The development cohort included data from 341 adult patients who had been newly diagnosed with non-acute promyelocytic leukemia (APL) AML at Dana-Farber/Brigham and Women’s Cancer Center between August 2014 and March 2020. To be included in the study, patients must have received intensive induction chemotherapy, which was most often a regimen of anthracycline and cytarabine for three and seven days, and could not have received prior AML treatment outside of hydroxyurea or all-trans retinoic acid. Patients were excluded from the study if they were previously transplanted with an allogeneic donor for myelodysplastic syndromes or myeloproliferative neoplasms.

“We identified pre-treatment risk factors consistent with DIC-like [disseminated intravascular coagulation] coagulopathy, which predicted grade 4 bleeding in patients with AML receiving intensive induction chemotherapy,” Dr. Versluis told ASH Clinical News. “These risk factors were used in a novel and simple tool, allowing us to identify patients, prior to the start of treatment, who were at high risk for severe and life-threatening bleeding events during AML induction chemotherapy.”

A validation cohort with similar exclusion criteria included 143 adult patients with non-APL AML who were newly diagnosed between 2008 and 2020 at the Roswell Park Comprehensive Cancer Center in Buffalo, New York.

Researchers performed a retrospective analysis of bleeding events that occurred between 14 days before and 60 days after the start of induction chemotherapy. They identified grade 4 bleeding events using the World Health Organization bleeding assessment scale, which defines grade 4 events as including one of the following criteria: bleeding with severe hemodynamic instability requiring red blood cell transfusion over routine transfusion needs, fatal bleeding, retinal bleeding with visual impairment, or central nervous system bleeding with or without neurologic dysfunction.

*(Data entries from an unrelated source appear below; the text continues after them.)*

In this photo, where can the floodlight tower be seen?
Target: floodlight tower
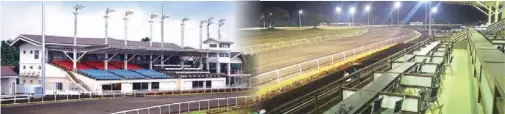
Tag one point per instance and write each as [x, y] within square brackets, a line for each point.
[107, 11]
[153, 16]
[352, 11]
[263, 19]
[201, 30]
[220, 24]
[127, 13]
[163, 17]
[397, 7]
[77, 7]
[300, 12]
[367, 10]
[433, 11]
[182, 30]
[209, 22]
[338, 10]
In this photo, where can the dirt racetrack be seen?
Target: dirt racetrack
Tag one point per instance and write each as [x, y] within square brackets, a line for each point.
[107, 106]
[284, 57]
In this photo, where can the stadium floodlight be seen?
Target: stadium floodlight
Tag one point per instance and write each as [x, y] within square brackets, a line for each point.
[338, 10]
[74, 61]
[182, 31]
[300, 17]
[107, 11]
[367, 10]
[221, 23]
[209, 22]
[434, 10]
[352, 11]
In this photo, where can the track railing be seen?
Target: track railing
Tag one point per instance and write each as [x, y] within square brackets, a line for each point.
[188, 106]
[62, 96]
[256, 49]
[293, 71]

The investigators did not find any significant difference in the primary outcome of grade 4 bleeding between the two cohorts, noting the outcome occurred in 5.9% of those in the development cohort and 9.8% of the validation cohort (p=0.123).

In the development cohort, only two factors were independently associated with grade 4 bleeding. These factors included a baseline platelet count of ≤40×109/L and an increased international normalized ratio (INR) of prothrombin time.

Points were assigned to each of the risk factors (platelet count ≤40×109/L = 1 point, INR 1.3-1.5 = 1 point, INR >1.5 = 2 points), and a risk model that stratified patients as either being low-risk (0-1 point) or high-risk (2-3 points) for grade 4 bleeding was developed. They found that those patients deemed high-risk had higher rates of grade 4 bleeding at day +60 compared to those in the low-risk group (31±7% vs. 2±1%; p<0.001).

The same trend was observed among the validation cohort, in which patients at high risk of grade 4 bleeding events at day +60 had a cumulative incidence of 25±9% compared to 7±2% in the low-risk group (p=0.008).

High risk of bleeding was associated in the development and validation cohort with DIC and proliferative disease.

A limitation of the study was its retrospective design, which required researchers to rely on data from individual patient charts that could have excluded relevant data, such as whether a patient had major bleeding before. Researchers also did not have data on AML with monocytic differentiation and noted that the validation cohort was made up of a non-consecutive group of patients with genetic analysis available, leading to possible selection bias.

Any conflicts of interest declared by the authors can be found in the original article.


Versluis J, Pandey M, Flamand F, et al. Prediction of life-threatening and disabling bleeding in patients with AML receiving intensive induction chemotherapy [published online ahead of print, 2022 Jan 28]. Blood Adv. doi: 10.1182/blood​advances.2021006166.